Working quickly, he wrapped Sara’s hand, realizing that he wouldn’t be able to do much for her here. She’d have to wait until they reached a safer location. Turning back to Ava, he noted that she’d started removing her body armor, but seemed to have stalled.
“Sara, help me,” he said. They both rose up to their knees and, working together, managed to finish removing the body armor. He next cut a large rend in Ava’s shirt after looking to see if she was bleeding anywhere else.
Technically, he should have gotten her trauma naked so as not to miss any possible wounds. With the grenade explosions and all the frenzied shooting, every one of them should have been treated in such a fashion, but that wasn’t going to happen at the moment.
He poured hydrogen peroxide from a little bottle in the kit over her wound and watched it foam up. She didn’t shudder at the liquid spilling over the nasty-looking avulsion, and patted the wound dry with the cravat included in the kit before applying antibiotic ointment. His hands felt stiff and numb, making his gestures clumsy, so he forced himself to slow down and focus.

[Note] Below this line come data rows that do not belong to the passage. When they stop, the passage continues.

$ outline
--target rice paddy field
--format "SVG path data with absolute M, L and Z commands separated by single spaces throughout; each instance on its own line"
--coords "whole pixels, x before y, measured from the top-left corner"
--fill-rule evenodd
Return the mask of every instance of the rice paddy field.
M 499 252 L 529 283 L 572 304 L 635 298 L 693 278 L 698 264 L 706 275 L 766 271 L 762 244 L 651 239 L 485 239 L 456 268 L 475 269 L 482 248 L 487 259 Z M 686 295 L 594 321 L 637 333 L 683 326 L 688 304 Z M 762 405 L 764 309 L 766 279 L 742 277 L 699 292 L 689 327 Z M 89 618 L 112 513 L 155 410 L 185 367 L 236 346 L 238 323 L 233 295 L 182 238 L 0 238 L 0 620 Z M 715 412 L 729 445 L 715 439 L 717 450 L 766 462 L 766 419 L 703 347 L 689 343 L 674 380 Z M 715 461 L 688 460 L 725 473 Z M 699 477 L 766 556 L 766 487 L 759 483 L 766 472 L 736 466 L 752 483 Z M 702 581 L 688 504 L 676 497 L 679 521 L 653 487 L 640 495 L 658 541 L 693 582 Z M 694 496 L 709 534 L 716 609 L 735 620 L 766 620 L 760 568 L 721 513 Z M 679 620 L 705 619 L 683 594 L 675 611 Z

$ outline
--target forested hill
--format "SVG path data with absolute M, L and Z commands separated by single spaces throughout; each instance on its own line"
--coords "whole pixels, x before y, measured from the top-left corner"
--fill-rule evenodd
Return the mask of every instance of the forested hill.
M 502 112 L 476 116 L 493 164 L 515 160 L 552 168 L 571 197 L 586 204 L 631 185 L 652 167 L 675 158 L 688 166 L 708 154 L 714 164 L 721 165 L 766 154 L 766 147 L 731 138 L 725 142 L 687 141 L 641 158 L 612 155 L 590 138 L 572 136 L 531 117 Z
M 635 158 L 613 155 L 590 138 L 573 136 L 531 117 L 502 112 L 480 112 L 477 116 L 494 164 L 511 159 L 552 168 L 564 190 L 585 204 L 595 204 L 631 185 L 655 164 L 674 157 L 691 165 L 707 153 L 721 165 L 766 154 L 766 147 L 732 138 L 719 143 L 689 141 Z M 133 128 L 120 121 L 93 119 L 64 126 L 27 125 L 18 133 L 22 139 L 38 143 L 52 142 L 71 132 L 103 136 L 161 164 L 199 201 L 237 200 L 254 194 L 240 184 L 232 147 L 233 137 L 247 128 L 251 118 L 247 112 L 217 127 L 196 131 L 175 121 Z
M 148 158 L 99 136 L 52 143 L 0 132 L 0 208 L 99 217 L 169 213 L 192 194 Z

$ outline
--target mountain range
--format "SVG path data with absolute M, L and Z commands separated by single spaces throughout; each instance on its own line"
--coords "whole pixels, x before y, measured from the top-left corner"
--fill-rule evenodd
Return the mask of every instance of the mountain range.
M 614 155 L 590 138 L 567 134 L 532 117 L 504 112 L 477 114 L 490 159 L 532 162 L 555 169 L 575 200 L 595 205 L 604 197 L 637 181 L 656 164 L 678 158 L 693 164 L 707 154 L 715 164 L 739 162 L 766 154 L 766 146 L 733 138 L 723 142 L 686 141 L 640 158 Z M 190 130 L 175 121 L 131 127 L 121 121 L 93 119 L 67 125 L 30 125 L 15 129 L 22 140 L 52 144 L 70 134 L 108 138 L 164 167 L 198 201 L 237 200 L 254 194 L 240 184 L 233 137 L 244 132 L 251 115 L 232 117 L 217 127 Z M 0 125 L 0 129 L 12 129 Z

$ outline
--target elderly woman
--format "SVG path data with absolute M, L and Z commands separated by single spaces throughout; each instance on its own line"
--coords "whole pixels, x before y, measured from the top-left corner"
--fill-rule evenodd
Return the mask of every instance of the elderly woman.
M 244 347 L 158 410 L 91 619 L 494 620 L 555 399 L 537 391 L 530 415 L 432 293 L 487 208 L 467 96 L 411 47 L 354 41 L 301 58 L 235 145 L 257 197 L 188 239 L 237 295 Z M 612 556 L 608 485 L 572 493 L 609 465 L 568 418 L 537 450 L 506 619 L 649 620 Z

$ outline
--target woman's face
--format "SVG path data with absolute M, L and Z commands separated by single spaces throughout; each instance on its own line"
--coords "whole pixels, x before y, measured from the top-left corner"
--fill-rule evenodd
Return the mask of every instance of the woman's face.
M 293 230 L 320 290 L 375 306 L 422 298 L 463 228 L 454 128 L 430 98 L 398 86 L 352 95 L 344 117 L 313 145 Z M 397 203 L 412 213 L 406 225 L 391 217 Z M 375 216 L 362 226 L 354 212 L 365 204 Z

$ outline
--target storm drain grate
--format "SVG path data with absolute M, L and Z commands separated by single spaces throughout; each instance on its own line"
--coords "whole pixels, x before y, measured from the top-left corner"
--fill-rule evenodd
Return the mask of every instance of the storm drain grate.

“Sara, get my second med kit, please.”
She rummaged through the mess of gear that had spilled out of his rucksack and found the converted shaving pouch he’d used to build the medic kit. She held it up to show him and he nodded.
“Good, now hand me the tape inside of it. The masking tape.”
Working quickly, he ripped two four-inch pieces free. Folding one edge down on each of the longer sides, he applied the tape on eithe
r side of the widest part of Ava’s wound and then used a needle and thread to sew them together. After that, he taped a pressure dressing over as much of the mess as he could, and finally they helped her back into her shirt.
“We’ve got to get moving,” he said knowing they didn’t have much time before other soldiers would show up.
Both Sara and Ava just looked at him, but after a moment, all three of them got up and crossed the road. Parker counted eight bodies as they looted the dead. Sudden, overwhelming violence and liberal use of firepower had carried the day for him in every encounter so far, but it wouldn’t carry him all the way home, he knew. The moment they didn’t have surprise on their side, they were finished.
There was something else, too—an element he’d been using instinctively up until now that he had to get an adequate hold on and apply more consistently. Surprise was important, vital. But in two of the encounters they’d had, the use of smoke had saved his life. Misdirection, he thought. Sow confusion; use tactical deception.
“Take any BDU top that’s less bloody than the one you have on,” he said. “Check those ghillie suits and see if any of them are intact; if they are, take those, too.”
“How much farther do you think we can walk in our condition?” Sara asked. The bandage on her hand had already bled through in two spots.
“We should be dead,” Ava said.
Parker didn’t argue with her. There was no point in denying the truth of the statement. “But we’re not,” he told her. “So long as we don’t give up, we don’t have to be, understand?”
She met his gaze, winced slightly at the sight of his ruined face, and then nodded.
“Good,” he said. “Let’s see what we can save and then let’s get as far from the roads as possible.”
29
They skirted the parking lot of a Best Buy where a civilian work detail seemed to be moving pallets of dry goods from one side of the building to another, making no apparent sense to Parker. The workers were only lightly guarded by a four-man squad armed with carbines, but they didn’t engage them.